Revisiting last week’s symposium I wanted to recap on some of the points discussed about the essay and the importance of feedback:


  • In relation to our assignment: To start to write differently, to even start exploring using different forms
  • A tip was to start with the traditional essay form than start breaking off into different mediums (video, audio etc.)
  • Academic writing is evidence based knowledge claims
  • Although they can still be subjective, be personal e.g. use I, relate it to yourself
  • We need to be critical not just reflective and engage with ideas to make an argument 
  • Refining the topic: The (opposite) cone shape – to start broad and explore and then slowly narrow down


  • Is the basis of the media industry
  • Continuing making and re-making of projects – sharing and getting feedback from your peers – basis of how we improve
  • Not to just show things when you think it’s ‘perfect’
  • Blogs – “public making, public writing, public learning”



Other Student’s blogs

Evan’s blog post called ‘Can you hear the revolution?’ showed that CDs are going down, Vinyls up and downloads being the steady stream. As he states vinyl sales have gone up by 40% in the first half of 2014! The figure is surprising although a lot of my friends have been buying more vinyls or record players lately. It follows the retro trend of making old things cool again.

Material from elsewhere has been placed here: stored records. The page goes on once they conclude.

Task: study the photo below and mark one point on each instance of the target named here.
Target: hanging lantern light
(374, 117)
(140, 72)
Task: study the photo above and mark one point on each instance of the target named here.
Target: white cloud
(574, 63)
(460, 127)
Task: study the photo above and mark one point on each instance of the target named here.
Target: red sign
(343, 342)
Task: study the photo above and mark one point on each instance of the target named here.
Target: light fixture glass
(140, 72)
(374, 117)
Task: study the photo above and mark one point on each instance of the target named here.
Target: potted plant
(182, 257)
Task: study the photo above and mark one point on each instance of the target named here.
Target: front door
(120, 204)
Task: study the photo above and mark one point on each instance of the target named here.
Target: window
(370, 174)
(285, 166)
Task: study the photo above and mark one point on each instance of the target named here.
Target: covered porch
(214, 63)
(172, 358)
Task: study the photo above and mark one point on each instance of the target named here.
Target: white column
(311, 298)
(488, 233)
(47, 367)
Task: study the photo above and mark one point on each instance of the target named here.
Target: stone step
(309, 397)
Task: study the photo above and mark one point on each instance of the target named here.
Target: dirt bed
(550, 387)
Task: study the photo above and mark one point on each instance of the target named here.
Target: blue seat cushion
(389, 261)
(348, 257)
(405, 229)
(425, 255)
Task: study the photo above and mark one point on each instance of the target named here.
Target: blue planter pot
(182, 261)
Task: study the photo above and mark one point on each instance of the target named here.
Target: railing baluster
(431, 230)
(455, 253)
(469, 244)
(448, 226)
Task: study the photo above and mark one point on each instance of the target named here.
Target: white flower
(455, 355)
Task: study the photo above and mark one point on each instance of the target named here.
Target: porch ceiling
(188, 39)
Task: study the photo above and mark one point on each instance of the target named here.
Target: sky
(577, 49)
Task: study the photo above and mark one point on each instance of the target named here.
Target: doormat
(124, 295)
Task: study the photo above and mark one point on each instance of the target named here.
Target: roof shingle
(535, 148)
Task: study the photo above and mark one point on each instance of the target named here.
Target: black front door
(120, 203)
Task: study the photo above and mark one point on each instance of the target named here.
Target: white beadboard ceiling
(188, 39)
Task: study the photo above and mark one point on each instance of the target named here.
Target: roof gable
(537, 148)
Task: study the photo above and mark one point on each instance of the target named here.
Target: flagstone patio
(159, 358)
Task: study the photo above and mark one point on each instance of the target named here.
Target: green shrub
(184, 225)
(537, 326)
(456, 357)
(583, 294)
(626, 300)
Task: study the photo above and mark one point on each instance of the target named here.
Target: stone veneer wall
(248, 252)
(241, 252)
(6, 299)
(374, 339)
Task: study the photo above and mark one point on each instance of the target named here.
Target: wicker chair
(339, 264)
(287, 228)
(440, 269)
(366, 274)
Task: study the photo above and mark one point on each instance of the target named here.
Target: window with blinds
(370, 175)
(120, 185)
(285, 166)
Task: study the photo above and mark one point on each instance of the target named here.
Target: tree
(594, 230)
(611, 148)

I came across Ellen’s blog which led to –> Kenton’s and Kiralee’s blog posts also on our upcoming assignment. This assignment has been difficult to really focus on what we should be writing on and how we should be presenting it. Mainly because it’s completely different to a ‘traditional’ essay format which we are used to and I get it, that’s the point. Overall, Networked Media has just questioned, redefined, turned over my whole idea of learning in any traditional sense.

On a completely different note, Jane’s blog post about Wikipedia being a connector was a really short and sweet way to summarise it. She got from Hawaii to the Black Death – two things that seem completely unrelated but really there were only three stops between them.




Reading week #9

The idea of the Long Tail structure is argued as the new marketplace. Take iTunes as an example as they have practically unlimited storage space especially in comparison to retail stores. It starts to look something like this:



“But Vann-Adib, like executives at iTunes, Amazon, and Netflix, has discovered that the “misses” usually make money, too. And because there are so many more of them, that money can add up quickly to a huge new market.”

As this style begins to emerge more especially with the Internet what are the down sides?

The people who run the market or organisation would be making a lot more than everyone else. Everyone can still make a profit however the gap between the individuals and the organisation or company who is running the system.



Symposium Week #9

Is a network just many webs?

This was the question I asked in our last tutorial class.

In terms of nodes I thought that the web was the same thing. I thought of the web in terms of social webs or networks which would be a network. When we talk about webs it is more of a concept of the ‘Internet’. When I thought about it in terms of if there were two Internets would they compete against each other?

If webs just made up many networks that all connected together. Betty brought up that they would then compete against each other. Do networks have to work with each other to make it better or just have some kind of relationship? 

I guess the important thing to remember that the concept of the web means that there is a centre. However if each node was a centre then they would compete against each other rather than work together.